Buffett bets big on journalism

This is an archived article that was published on sltrib.com in 2011, and information in the article may be outdated. It is provided only for personal research purposes and may not be reprinted.

Something I have in common with Warren Buffett: We both grew up reading The Omaha World-Herald.

He probably read the stock tables. I favored the Smoky Stover comic strip. Both were surrealistic mash-ups of multiple data points that made you feel clever when you had puzzled them out. And neither are found in print much any more.

My copies had to be trucked in 280 miles, from the very eastern edge of Nebraska, where all of the state's institutions and most of its population were to be found, to my little town darn near to Colorado. His came from just down the street. In fact, when Buffett was a young man, he had a World-Herald paper route, the first job en route to his current status as the Oracle of Omaha and one of the richest men in the world.

Rich enough that, when he says, "Honey, I'm just going out to buy a newspaper," the phrase takes on a whole 'nother meaning.

Last week, Buffett's Berkshire Hathaway investment firm decided to invest $200 million in purchasing the newspaper. Like previous owners of the OWH, he did so in part to preserve its status as one of the few newspapers of any size to be owned by people who live in the city it serves.

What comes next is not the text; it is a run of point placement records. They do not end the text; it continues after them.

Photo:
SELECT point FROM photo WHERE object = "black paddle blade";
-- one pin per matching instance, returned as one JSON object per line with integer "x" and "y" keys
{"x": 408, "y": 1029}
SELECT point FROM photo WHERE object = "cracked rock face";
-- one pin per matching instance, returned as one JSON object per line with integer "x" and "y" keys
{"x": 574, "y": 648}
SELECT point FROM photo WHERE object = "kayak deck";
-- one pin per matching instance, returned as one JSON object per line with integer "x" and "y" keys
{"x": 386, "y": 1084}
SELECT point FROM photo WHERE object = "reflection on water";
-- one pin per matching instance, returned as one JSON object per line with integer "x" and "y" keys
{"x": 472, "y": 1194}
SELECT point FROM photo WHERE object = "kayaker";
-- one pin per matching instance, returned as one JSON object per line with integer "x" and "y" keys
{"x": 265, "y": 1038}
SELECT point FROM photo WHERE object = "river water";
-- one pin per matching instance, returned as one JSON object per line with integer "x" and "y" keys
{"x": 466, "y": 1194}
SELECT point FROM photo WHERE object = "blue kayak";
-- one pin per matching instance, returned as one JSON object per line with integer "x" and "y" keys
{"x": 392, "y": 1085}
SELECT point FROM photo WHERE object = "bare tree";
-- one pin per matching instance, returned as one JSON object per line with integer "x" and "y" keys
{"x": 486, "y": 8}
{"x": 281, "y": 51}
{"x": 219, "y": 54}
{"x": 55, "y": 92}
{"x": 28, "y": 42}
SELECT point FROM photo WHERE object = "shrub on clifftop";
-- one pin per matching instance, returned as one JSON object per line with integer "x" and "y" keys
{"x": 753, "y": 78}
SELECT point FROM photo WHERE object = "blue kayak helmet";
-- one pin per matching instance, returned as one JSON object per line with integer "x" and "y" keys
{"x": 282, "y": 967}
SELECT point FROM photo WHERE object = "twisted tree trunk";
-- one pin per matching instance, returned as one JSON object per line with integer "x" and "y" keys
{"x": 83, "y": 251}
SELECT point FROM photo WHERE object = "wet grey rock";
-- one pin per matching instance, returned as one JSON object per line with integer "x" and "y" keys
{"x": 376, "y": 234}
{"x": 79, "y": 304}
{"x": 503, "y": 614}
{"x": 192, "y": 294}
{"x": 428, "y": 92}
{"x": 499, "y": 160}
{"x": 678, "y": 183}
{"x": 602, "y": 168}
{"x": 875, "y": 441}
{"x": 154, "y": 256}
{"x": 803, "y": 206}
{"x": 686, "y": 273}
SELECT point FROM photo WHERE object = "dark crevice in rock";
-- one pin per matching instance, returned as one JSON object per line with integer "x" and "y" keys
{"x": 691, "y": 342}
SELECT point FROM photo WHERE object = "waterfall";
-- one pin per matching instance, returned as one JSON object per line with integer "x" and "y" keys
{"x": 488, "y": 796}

It was a shock because it wasn't that long ago that Buffett, who can go on at length about how much he loves to read newspapers and how important they are for both democracy and the free market, had said that newspapers were no longer such a good investment.

Most of them — like the other newspaper he owns outright, The Buffalo News of New York State — had long ago lost their status as the primary source of both information and advertising.

(Another Six Degrees of Warren Buffett fact: I, in some sort of premature senior moment fog, left Salt Lake City and went to work for The Buffalo News for four years. Never saw Buffett. Only knew that he had declined an offer to write a monthly finance column for the editorial page editor I worked for on the grounds that he didn't have 12 ideas to write about.)

Most newspapers have been struggling of late. We've lost many readers and huge percentages of our ad revenue to online operations that, unlike their legacy rivals, aren't weighed down by either the social responsibility to do quality journalism or the costs of depreciating assets such as printing presses, delivery trucks and editorial page columnists.

But the World-Herald has been aggressive about moving online. It has built multiple platforms and has a ready audience in a state where, while there aren't that many people, everyone is a ravenous consumer of anything to do with the price of corn or the prospects of the University of Nebraska's football team.

Buffett's own mantra is, "If you don't know jewels, know the jeweler." So his purchase is apparently driven by a belief that the newspaper's managers know what they are doing as they negotiate their way into the Brave New World of online information-mongering.

Meanwhile, Digital First Media, new corporate manager of your own Salt Lake Tribune, is adopting a digital first outlook. It is even offering money, machines and, crucially, time to staffers so they can figure out how to do it.

Pundits writing about Buffett's buy can't resist comparing him to the Orson Welles character Charles Foster Kane, another rich man, whose last wise words were, "I think it would be fun to run a newspaper."

It was. And it will be again, once we figure out how to distribute more news on less paper.